Law school and our early training teach us to prepare a researched and thoughtful argument and then make it.  Our gut instinct from our training then is to argue and try to be rational in the face of an emotional outburst.  It’s ridiculous actually to think that we will have any possibility of convincing an emotionally flooded person that their reaction is wrong by using a rational argument or frankly any argument at all.  Contrary to the lawyerly gut instinct to argue, the best response to an emotional outburst might be to check in with yourself.

Take 3 breaths

Literally take the time of 3 breaths to gauge your own reactivity.  Check on your demeanor, tone of voice, nonverbal communication, facial expression, think about slowing down and lowering your voice if needed.
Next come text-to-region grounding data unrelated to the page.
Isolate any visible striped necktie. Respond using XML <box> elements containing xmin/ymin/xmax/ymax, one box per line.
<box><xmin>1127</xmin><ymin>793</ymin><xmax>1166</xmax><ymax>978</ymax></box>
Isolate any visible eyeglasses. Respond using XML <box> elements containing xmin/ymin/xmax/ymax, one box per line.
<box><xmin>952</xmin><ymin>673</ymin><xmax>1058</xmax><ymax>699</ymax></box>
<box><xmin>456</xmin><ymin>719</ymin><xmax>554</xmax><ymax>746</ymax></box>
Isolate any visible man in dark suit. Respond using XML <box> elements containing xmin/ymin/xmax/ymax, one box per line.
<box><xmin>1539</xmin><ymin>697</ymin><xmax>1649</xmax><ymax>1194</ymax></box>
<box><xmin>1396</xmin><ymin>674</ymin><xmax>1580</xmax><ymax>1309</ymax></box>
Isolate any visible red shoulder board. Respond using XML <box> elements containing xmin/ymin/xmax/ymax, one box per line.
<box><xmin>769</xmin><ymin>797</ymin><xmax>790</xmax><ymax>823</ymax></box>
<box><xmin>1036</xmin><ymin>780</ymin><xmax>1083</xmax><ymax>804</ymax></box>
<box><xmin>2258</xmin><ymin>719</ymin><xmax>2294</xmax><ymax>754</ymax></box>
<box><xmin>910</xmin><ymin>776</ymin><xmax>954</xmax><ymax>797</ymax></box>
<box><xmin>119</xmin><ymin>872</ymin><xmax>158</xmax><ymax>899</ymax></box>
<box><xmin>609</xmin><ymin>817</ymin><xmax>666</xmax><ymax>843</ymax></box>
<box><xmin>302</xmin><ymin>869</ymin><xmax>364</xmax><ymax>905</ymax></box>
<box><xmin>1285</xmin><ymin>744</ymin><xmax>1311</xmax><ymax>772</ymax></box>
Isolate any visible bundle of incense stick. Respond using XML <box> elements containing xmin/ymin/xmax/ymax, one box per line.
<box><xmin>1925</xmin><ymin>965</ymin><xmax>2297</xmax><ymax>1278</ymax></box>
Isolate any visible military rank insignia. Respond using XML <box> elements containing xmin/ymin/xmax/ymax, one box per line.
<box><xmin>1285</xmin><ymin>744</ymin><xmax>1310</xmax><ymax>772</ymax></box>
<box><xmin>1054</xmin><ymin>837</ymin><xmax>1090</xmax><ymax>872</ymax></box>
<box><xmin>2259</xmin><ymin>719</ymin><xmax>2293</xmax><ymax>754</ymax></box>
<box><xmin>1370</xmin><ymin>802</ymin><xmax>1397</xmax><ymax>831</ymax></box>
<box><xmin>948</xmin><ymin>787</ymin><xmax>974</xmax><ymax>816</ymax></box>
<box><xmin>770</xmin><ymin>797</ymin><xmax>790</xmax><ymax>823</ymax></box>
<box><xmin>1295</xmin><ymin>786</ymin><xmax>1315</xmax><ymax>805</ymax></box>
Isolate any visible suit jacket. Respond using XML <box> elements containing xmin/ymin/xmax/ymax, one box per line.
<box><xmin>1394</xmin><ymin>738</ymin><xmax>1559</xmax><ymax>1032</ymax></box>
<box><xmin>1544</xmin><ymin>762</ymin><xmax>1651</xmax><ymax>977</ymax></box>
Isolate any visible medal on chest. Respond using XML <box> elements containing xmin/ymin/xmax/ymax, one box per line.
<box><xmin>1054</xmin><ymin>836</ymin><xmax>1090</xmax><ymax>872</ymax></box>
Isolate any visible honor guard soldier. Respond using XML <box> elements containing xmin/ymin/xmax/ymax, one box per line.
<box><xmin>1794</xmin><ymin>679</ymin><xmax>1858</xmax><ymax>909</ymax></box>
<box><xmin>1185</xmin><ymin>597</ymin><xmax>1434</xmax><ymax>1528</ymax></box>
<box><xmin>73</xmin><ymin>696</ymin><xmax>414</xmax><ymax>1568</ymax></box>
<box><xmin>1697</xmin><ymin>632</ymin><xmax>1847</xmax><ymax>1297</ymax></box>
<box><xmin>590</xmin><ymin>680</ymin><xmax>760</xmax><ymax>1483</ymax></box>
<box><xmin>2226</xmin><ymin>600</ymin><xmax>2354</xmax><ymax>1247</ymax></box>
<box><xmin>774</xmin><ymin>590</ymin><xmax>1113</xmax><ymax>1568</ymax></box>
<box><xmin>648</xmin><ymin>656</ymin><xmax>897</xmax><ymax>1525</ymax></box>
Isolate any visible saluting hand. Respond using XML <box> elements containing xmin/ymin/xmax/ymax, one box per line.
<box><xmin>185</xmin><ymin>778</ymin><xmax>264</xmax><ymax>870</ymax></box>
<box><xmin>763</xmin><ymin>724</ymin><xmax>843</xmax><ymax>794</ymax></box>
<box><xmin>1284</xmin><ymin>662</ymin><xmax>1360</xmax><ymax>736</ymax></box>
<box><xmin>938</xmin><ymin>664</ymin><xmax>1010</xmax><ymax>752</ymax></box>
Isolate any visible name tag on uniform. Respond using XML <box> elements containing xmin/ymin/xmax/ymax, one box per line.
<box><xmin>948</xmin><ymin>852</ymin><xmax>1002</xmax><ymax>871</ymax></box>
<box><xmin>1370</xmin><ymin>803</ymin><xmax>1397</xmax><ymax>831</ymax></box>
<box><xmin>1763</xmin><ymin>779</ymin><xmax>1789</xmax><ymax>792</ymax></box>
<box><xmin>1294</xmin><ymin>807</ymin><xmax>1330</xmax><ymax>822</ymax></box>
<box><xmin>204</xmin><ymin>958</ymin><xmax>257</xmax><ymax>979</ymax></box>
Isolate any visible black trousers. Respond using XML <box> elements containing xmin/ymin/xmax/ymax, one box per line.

  • With breath 1, wonder what is going on for the person or people;
  • With breath 2, notice how it makes you feel and what it touches in you.
  • With breath 3, resolve to act with empathy from your insights not your own reactivity.

Listen

Listen to the other person and let them know you heard them.  In our Working Creatively with Conflict: Mediation and Conflict Resolution Training basic training, we teach participants a fundamental two step skill for listening that we call the Loop of Understanding.  Mastering the skill of “looping” helps lawyers learn to respond appropriately to what is being said without having to argue or try solve the expressed problem before truly understanding it.  Looping what is being said often has a soothing effect and also buys time to figure out what to do next.

Looping the Dynamic

Observe what happened in the room and remark on it without judgment.  We call this looping the dynamic – commenting on what is happening in the room that caused the emotional outburst.  Looping the dynamic may stop the defensive reactions and – create space to move beyond a right-wrong conversation.

Don’t Take it Personally

Take the initiative when you think it might be about you.  Try especially hard to do this when people are mad at you – e.g. your client thinks you aren’t protecting them enough.  If the person is angry at you, it may not be about you.  You have triggered something in them.  Or they may be triggered by the other party, attorney or something else.  The triggering event may be personally directed but the strength of the reaction is about what is going on for them.  Rather than reacting defensively to what may feel like a personal attack, ask questions to understand what has triggered a strong reaction.